The defendant, Everett Sherman (defendant), appeals from an order granting a motion for a new trial. The facts are essentially uncontested. On the afternoon of January 31, 1996, defendant’s vehicle collided with a vehicle driven by plaintiff, Joanne Woodstock (plaintiff), at the intersection of Sailor Way and Plainfield Pike in Cranston. The roads were slippery at the time because it had been snowing for about thirty minutes to an hour before the accident. As plaintiff approached the intersection, her vehicle slid about five to ten feet before stopping at the red light. While plaintiff was waiting for the light to change, defendant’s vehicle, traveling fifteen miles per hour, also slid after he applied his brakes, and it rear-ended plaintiffs automobile. At the time, defendant had been driving with a suspended license.

A two-day Superior Court jury trial began on February 28, 2000. The only issue at trial was whether defendant was negligent and caused the collision. Both plaintiff and defendant testified at the trial. At the conclusion of the trial, the jury deliberated for a short time and returned a verdict in favor of defendant. Subsequently, plaintiff filed a motion for a new trial, which the trial justice granted. The defendant timely appealed.

The defendant argues that the trial justice erred by considering evidence not contained in the record when he granted the motion for a new trial in favor of plaintiff. We agree.

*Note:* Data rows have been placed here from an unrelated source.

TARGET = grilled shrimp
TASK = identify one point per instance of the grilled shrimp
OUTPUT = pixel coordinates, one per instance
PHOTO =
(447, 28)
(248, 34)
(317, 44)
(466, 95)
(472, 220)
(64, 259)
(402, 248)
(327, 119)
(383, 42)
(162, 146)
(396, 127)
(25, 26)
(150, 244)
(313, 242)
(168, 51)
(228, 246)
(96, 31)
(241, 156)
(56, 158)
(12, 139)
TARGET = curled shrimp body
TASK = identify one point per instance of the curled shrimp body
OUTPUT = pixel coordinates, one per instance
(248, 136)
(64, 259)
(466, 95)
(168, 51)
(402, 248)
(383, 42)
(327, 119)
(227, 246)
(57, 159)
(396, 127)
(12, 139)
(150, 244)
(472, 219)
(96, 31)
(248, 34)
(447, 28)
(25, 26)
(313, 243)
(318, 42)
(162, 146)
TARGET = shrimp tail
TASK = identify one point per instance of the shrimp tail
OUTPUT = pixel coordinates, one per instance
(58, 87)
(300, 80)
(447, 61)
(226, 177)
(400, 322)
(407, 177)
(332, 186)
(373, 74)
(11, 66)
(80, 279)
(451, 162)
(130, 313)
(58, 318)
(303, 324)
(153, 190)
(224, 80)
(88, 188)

It is well settled that the trial justice, in considering a motion for a new trial, functions as a “superjuror.” English v. Green, 787 A.2d 1146, 1149 (R.I.2001) (quoting Long v. Atlantic PBS, Inc., 681 A.2d 249, 254 (R.I.1996)). The trial justice’s determination will not be disturbed if he “reviews the evidence, comments on the weight of the evidence and the credibility of the witnesses, and exercises his * * * independent judgment” unless the trial justice “overlooked or misconceived material and relevant evidence or was otherwise clearly wrong.” Id. (quoting Kurczy v. St. Joseph Veterans Association, Inc., 713 A.2d 766, 770 (R.I.1998)).

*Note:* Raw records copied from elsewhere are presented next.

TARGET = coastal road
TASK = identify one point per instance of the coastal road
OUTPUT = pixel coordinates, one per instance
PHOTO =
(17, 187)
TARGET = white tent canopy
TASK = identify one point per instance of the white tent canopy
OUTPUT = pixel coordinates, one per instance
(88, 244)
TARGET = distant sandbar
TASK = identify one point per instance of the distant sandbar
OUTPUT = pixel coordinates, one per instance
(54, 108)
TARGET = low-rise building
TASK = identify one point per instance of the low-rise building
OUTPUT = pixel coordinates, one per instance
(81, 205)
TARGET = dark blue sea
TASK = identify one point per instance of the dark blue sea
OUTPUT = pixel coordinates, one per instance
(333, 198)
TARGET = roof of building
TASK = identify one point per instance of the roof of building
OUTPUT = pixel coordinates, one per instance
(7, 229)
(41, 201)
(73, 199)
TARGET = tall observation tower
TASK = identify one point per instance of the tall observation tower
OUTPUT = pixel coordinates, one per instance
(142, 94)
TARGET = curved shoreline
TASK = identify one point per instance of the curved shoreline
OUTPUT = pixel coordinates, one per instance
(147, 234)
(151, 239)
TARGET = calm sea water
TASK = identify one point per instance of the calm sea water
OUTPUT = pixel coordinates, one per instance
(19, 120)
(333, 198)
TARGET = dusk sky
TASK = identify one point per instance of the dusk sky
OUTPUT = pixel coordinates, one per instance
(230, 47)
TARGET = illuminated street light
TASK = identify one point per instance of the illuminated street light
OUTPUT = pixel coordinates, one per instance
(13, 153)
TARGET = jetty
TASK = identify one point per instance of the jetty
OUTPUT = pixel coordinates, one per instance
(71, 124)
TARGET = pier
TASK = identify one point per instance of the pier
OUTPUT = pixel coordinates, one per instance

In the instant case, the trial justice properly reviewed the credibility of the witnesses, finding both to be “credible.” The trial justice also considered the evidence presented, noting that while defendant was driving with a suspended license, it was “not controlling.” Finally, the trial justice stated that defendant did not over*452come his burden to rebut “the prima facie presumption of negligence when a rear-end collision occurs,” thus “justice was not done [in this case]” and a new trial was warranted.

However, the trial justice committed reversible error by mistakenly relying upon facts that were not in evidence. Specifically, the trial justice twice stated that the defendant saw the plaintiff slide before coming to a stop at the intersection even though neither the defendant nor the plaintiff testified to that fact at trial.

Accordingly, the defendant’s appeal is sustained. The judgment of the Superior Court is vacated. The case is remanded with our direction that judgment be entered for the defendant.